The starBase database and miRanda database were used to predict the target miRNAs of lncRNA and circRNAs and the target mRNAs of miRNAs. According to the “ceRNA hypothesis,” lncRNA-miRNA-mRNA and circRNA-miRNA-mRNA ceRNA networks were established (Figures 8A,B) by integrating the expression profiles and regulatory relationships of the lncRNAs, circRNAs, miRNAs, and mRNAs. Notably, rno-miR-199a-5p, rno-miR-145-5p, rno-miR-204-5p, rno-miR-211-5p, and rno-miR-214-3p might play key roles in the circRNA-miRNA-mRNA ceRNA network, regulating the expression of Itg6, heat shock protein family H member 1 (Hsph1), Mapk3, EPH Receptor B2 (Ephb2), and Col1a1, thus regulating the metabolism and expression of collagen and the ECM (Figure 8A). lncRNAs such as TCONS_00367775, TCONS_00323331, and TCONS_00204925 were identified as potentially regulating the expression of proteins such as Col1a1, Hsph1, PDZ Binding Kinase, Matrix Metallopeptidase 9, and Itga6 through multiple miRNAs (Figure 8B). DEGs regulated by the cRNA network were mainly enriched in “macromolecular complex binding,” “protein complex binding,” “collagen binding”, “MAPK signaling pathway,” “Ras signaling pathway,” “Rap1 signaling pathway,” and “cAMP signaling pathway.”

FIGURE 8

FIGURE 8. ceRNA interaction network of circRNA and lncRNA. (A) Competing endogenous RNA (ceRNA) interaction network of circRNA-miRNA-mRNA. (B) Competing endogenous RNA (ceRNA) interaction network of lncRNA-miRNA-mRNA. Red represents upregulated expression, whereas green represents downregulated expression.

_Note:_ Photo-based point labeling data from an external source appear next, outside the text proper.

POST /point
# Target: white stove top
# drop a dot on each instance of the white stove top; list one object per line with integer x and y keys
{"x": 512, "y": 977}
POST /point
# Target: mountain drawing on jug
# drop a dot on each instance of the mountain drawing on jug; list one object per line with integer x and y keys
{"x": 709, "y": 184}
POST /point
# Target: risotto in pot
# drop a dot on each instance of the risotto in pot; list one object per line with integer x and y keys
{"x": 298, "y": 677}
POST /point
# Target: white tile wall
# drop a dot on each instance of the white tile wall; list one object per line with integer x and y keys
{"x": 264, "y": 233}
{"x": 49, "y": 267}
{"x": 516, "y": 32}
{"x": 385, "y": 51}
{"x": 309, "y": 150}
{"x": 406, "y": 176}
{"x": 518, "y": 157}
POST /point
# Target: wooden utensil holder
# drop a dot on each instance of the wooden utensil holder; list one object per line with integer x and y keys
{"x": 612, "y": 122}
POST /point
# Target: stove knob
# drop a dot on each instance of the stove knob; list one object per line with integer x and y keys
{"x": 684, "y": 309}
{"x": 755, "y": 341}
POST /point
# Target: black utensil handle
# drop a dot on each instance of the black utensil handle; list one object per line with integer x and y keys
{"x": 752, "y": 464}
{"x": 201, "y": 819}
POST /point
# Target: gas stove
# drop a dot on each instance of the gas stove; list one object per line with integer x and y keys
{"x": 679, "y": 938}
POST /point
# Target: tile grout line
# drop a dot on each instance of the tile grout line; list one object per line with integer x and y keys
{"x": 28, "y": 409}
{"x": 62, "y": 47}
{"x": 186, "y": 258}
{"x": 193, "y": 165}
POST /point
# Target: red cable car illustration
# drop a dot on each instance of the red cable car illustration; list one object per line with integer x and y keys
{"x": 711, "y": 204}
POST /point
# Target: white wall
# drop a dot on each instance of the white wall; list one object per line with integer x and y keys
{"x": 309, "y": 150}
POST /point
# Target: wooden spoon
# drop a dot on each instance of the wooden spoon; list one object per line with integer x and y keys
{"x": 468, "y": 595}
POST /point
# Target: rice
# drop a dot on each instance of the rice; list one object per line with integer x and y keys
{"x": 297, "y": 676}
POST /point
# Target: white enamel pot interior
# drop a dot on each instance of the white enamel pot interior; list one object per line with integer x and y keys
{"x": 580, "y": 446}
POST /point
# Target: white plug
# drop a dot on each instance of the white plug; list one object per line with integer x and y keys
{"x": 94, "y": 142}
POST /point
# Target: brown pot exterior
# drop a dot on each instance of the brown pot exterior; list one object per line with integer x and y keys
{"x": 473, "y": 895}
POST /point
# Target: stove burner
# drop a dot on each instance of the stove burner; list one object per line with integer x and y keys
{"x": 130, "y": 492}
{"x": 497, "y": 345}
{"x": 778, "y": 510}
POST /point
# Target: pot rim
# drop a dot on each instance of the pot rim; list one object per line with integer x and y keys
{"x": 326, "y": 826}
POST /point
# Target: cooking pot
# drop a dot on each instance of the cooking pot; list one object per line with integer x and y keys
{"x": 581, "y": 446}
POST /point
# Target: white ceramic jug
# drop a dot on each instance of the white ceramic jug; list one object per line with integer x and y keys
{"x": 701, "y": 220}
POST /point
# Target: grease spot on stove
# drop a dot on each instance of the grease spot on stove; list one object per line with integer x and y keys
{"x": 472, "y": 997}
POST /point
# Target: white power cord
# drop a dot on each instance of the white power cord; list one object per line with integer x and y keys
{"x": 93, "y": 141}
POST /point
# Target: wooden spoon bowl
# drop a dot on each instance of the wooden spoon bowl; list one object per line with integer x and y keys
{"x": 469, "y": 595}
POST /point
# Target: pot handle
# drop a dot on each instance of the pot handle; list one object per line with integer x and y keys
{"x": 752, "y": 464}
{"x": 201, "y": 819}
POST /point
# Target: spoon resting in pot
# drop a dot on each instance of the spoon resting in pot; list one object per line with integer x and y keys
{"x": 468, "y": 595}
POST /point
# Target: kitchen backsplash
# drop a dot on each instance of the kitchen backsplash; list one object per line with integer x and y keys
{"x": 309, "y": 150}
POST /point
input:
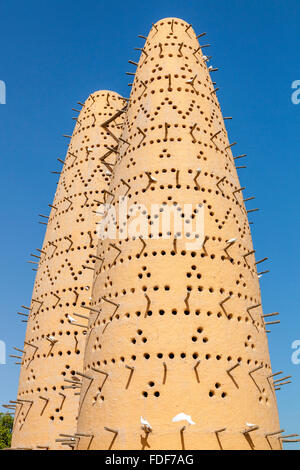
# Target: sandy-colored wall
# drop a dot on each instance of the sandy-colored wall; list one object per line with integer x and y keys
{"x": 46, "y": 406}
{"x": 168, "y": 344}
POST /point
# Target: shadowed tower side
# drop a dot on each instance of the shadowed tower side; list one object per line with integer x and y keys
{"x": 47, "y": 402}
{"x": 175, "y": 329}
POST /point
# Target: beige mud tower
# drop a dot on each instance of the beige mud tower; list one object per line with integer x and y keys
{"x": 175, "y": 331}
{"x": 47, "y": 403}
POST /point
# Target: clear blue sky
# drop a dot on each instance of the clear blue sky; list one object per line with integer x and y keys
{"x": 55, "y": 53}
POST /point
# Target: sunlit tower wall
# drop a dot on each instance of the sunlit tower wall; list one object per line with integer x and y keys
{"x": 48, "y": 395}
{"x": 172, "y": 329}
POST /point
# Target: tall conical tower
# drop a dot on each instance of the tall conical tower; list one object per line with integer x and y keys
{"x": 47, "y": 403}
{"x": 176, "y": 336}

Round rectangle nodes represent circRNAs, triangle nodes represent miRNAs, and ellipse nodes represent mRNAs. circRNA, circular RNA; lncRNA, long non-coding RNA; miRNA/miR, microRNA; mRNA, messenger RNA; FC, fold change.

Validation of Hub Genes in the Alzdata Database

The Alzdata database (http://www.alzdata.org/) is a one-stop database containing the most complete current AD-related high-throughput histology data with high reliability. The screened hub genes were submitted to Alzdata for Normalized_differential and convergent functional genomic rank analysis, and the results showed that genes with altered expression caused by Aβ₄₂ and natural aging were similarly documented in the database (Figures 9A–H). These included ACTB, MAPK6, ITGA6, and HSPH1, and some other identified genes had not yet been fully documented. Among the DEGs, seven genes (YWHAZ, HDAC1, EPHA4, DNAJC6, BAG3, ANXA5, and ACTB) that were simultaneously differentially expressed in more than two brain regions and had convergent functional genomic scores greater than 3 were screened from the database for subsequent validation which were shown in Table 3.

TABLE 3

TABLE 3. Genes screened from the Alzdata database.

FIGURE 9

FIGURE 9. Hub genes screened from the Alzdata database. The hub gene list was submitted to the Alzdata database for cross-checking, and its output showed the variation degree of each gene’s expression in four brain regions, including the entorhinal cortex, hippocampus, temporal cortex, and frontal cortex. The comparison results of the four typical genes in the database are shown in the panel (A) Ywhaz (B) Hdac1 (C) Epha4 (D) Anxa5 (E) Bag3 (F) Actb (G) Dnajc6 (H) Itga6. EC contains 39 controls and 39 AD samples, FC contains 128 controls and 104 AD samples, HP contains 66 controls and 74 AD samples, and TC contains 39 controls and 52 AD samples.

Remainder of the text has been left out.